Senior DevOps Engineer [UAE Based]

Apply Now

Role: Senior DevOps Engineer

Location: Abu Dhabi

Company: AI71

About Us

AI71 is an applied research team dedicated to building responsible and impactful AI agents that empower knowledge workers. We work closely with our industry partners and leverage cutting-edge research from the Technology Innovation Institute (TII) to develop AI products that drive transformative change.

About the Role

As a DevOps Engineer at AI71 you will own the pipelines, platforms, and processes that let our researchers ship AI from notebook to production at lightning speed and enterprise scale.
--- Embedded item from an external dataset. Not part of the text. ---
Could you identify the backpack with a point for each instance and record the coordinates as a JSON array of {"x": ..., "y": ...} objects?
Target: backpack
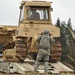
[{"x": 45, "y": 41}]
You’ll design and automate cloud‑native infrastructure, champion CI/CD best practices, and ensure our GenAI services run reliably, securely, and cost‑effectively across staging, test, and high‑availability production environments.

This is an early‑stage, high‑growth environment—perfect for builders who like green‑field architecture, rapid iteration, and the chance to shape both culture and tech stack from day one.

Key Responsibilities

Design & Build Cloud Infrastructure

Architect scalable, secure, and cost‑optimized Kubernetes‑based environments (EKS/GKE/AKS or on‑prem k8s).
Codify infrastructure with Terraform, Pulumi, or similar IaC, implementing GitOps‑style workflows.

End‑to‑End CI/CD Automation

Create and maintain CI/CD pipelines (GitHub Actions, GitLab CI, Jenkins, or Argo Workflows) for containerized microservices, ML model training, and inference workloads.
Integrate automated testing, security scans, and policy checks into the release process.

Observability & Reliability Engineering

Implement comprehensive monitoring, logging, and tracing stacks (Prometheus/Grafana, Loki, ELK, OpenTelemetry).
Define SLOs/SLA dashboards; lead incident response, root‑cause analysis, and post‑mortems.

Security & Compliance

Embed DevSecOps practices—secrets management, container image hardening, zero‑trust networking, vulnerability management, and compliance automation (ISO 27001, SOC 2).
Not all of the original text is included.